En Espagne, le passé franquiste est toujours visible avec des villages au nom du "Caudillo" et les plaies de la dictature encore ouvertes, 44 ans après la mort de Franco qui doit être exhumé jeudi.

"Évidemment, lorsqu'il y a plus de 100.000 disparus dans des fosses communes, faisant de l'Espagne le deuxième pays au monde avec le plus grand nombre de disparus (après le Cambodge), les plaies sont encore ouvertes", explique à l'AFP Alejandro Quiroga, historien à l'université de Newcastle.

Le mausolée monumental du "Valle de los Caidos" - où a été enterré Franco près de Madrid après avoir dirigé l'Espagne de 1939 à 1975 - est le symbole le plus flagrant de la présencé du passé franquiste dans l'Espagne démocratique.

Ce complexe monumental, qui n'a pas d'équivalent dans d'autres pays ayant été dirigés par des dictateurs comme l'Allemagne, l'Italie ou le Portugal, fait de l'Espagne "la grande anomalie de l'Europe occidentale", souligne Julian Casanova, professeur d'histoire contemporaine à l'université de Saragosse.

Le gouvernement socialiste a fait de l'exhumation du "Caudillo" une priorité depuis son arrivée au pouvoir en juin 2018 afin que ce mausolée, où des nostalgiques se réunissent ou célèbrent des messes, ne puisse plus être un "lieu d'apologie" du franquisme.

- Villages et rues -

Pour les historiens interrogés par l'AFP, cette exhumation sera un pas en direction d'une normalisation du pays, où 44 ans après la fin du franquisme, des villages portent encore le nom du dictateur comme Alberche del Caudillo ou Llanos del Caudillo (centre) et de nombreuses rues celui de dignitaires de son régime.

Cette "anomalie" espagnole est d'abord due, selon eux, au fait que contrairement à Adolf Hitler ou Benito Mussollini, Franco a survécu à la Seconde guerre mondiale, à laquelle il n'a pas participé, et est décédé trente ans plus tard alors qu'il était toujours à la tête de son pays.

A sa mort, la transition vers la démocratie "a maintenu les élites, politiques, sociales et économiques du franquisme", et a été fondée "sur l'idée selon laquelle le passé franquiste ne devait pas être un motif d'affrontement politique", détaille M. Quiroga.

Résultat, une partie de "la haute fonction publique et de la magistrature ont gardé un profil très conservateur durant une grande partie de la démocratie", souligne Marc Gil, historien à l'université ouverte de Catalogne.

L'amnistie décrétée lors de la transition a entraîné la libération des prisonniers politiques, mais empêché dans le même temps les enquêtes sur les crimes du régime.

- La question de la mémoire divise -

Ce n'est qu'en 2007, sous l'impulsion du socialiste Jose Luis Rodriguez Zapatero, que le parlement espagnol approuve une "loi sur la mémoire historique" visant à reconnaître les victimes du franquisme et à retirer tous les symboles de la dictature des lieux publics.

Mais depuis la question divise toujours profondément en Espagne, la droite accusant la gauche de vouloir rouvrir les blessures du passé.

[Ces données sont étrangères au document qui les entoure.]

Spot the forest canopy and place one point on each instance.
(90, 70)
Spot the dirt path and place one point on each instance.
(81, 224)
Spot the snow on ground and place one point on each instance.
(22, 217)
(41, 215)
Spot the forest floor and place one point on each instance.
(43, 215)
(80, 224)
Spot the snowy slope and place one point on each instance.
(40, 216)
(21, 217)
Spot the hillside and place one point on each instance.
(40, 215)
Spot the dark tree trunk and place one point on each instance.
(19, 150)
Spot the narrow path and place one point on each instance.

La mise en oeuvre de cette loi a été bloquée durant des années par le Parti populaire (PP), au pouvoir de 2011 à 2018 avec Mariano Rajoy, et issu d'une formation fondée par d'ex-ministres de Franco.

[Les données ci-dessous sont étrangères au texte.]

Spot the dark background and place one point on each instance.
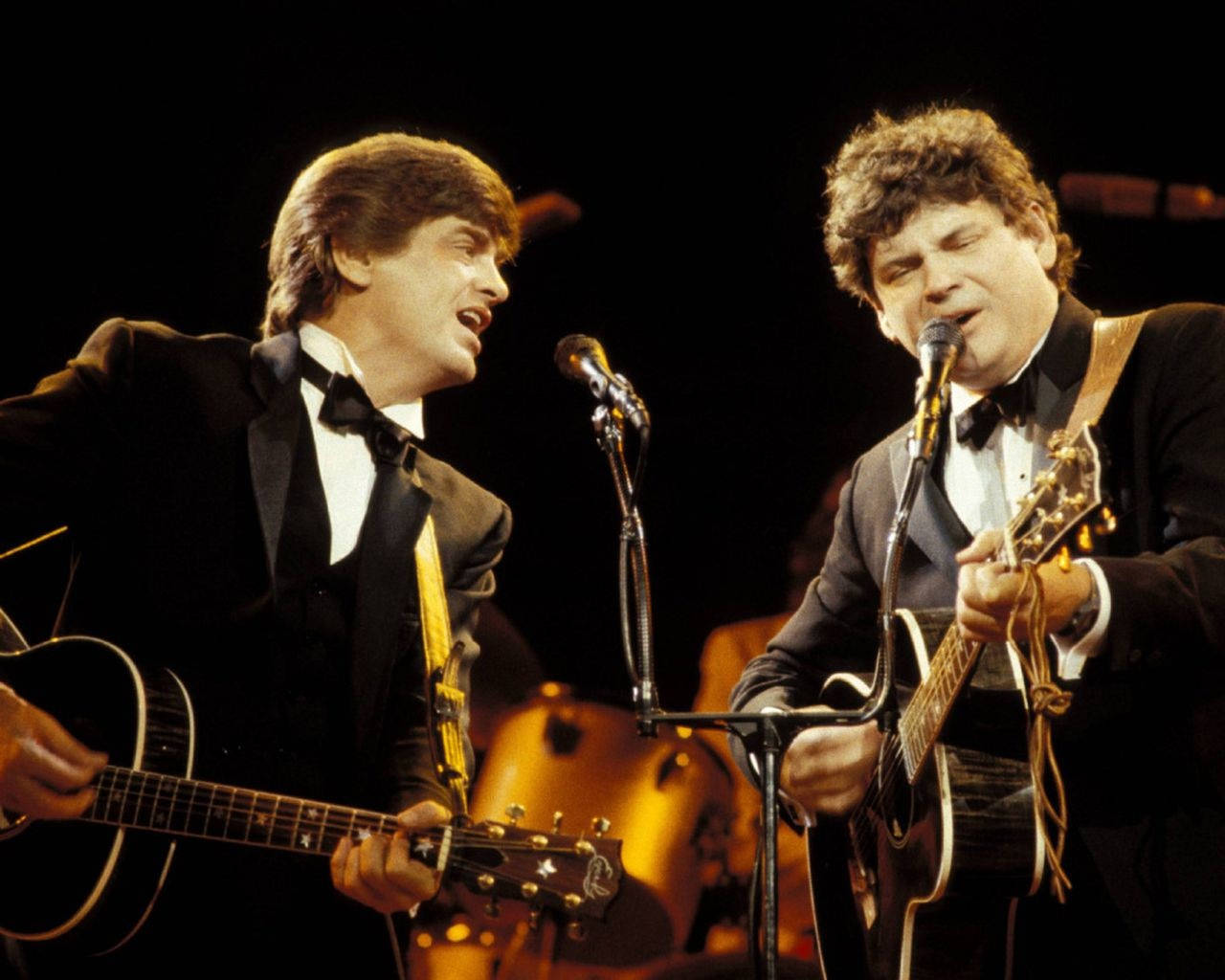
(147, 161)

Bien souvent, les associations recherchant les restes des disparus "ont creusé dans la plus grande solitude", ajoute M. Gil.

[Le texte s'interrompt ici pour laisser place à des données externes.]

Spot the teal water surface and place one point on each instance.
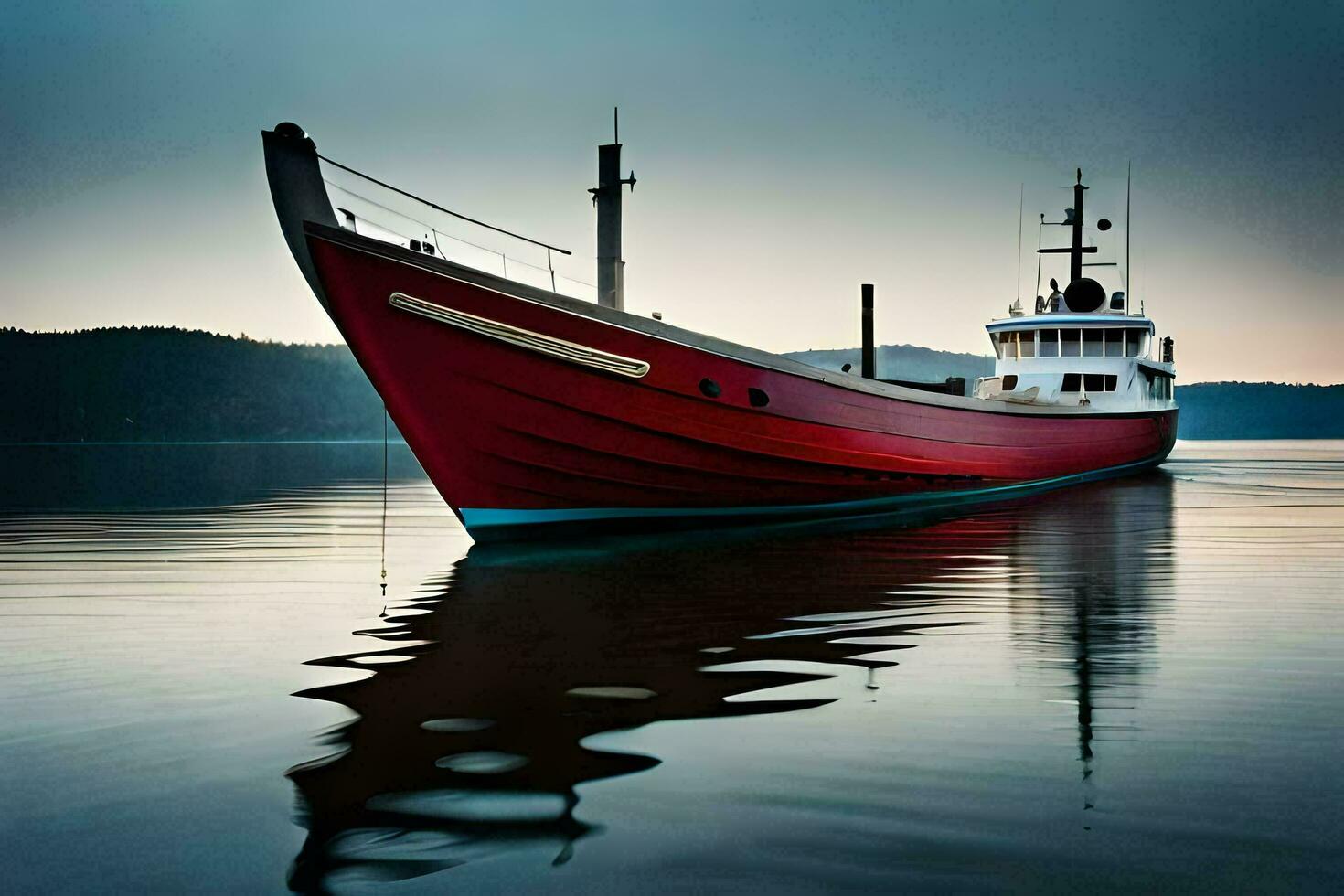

M. Rajoy se vantait ouvertement de ne pas avoir dépensé un euro d'argent public dans l'application de la loi de 2007.

Et son successeur à la tête du PP, Pablo Casado, a lancé lundi qu'il ne perdrait pas "une seule minute à parler de ce qu'il s'est passé en Espagne il y a 50 ans, d'une histoire qui est aujourd'hui heureusement dépassée".

"Quand on parle de Franco et de l'histoire, le Parti populaire revendique une attitude qui n'a rien à voir avec celle d'un parti démocratique. C'est une grande exception en Europe", juge Julian Casanova.

La position du parti d'extrême droite Vox - qui a fait son entrée au Parlement espagnol en avril et pourrait devenir la troisième force au parlement après les législatives du 10 novembre, selon un récent sondage d'El Mundo - est encore plus radicale. Son leader, Santiago Abascal, a qualifié l'exhumation de Franco de "profanation".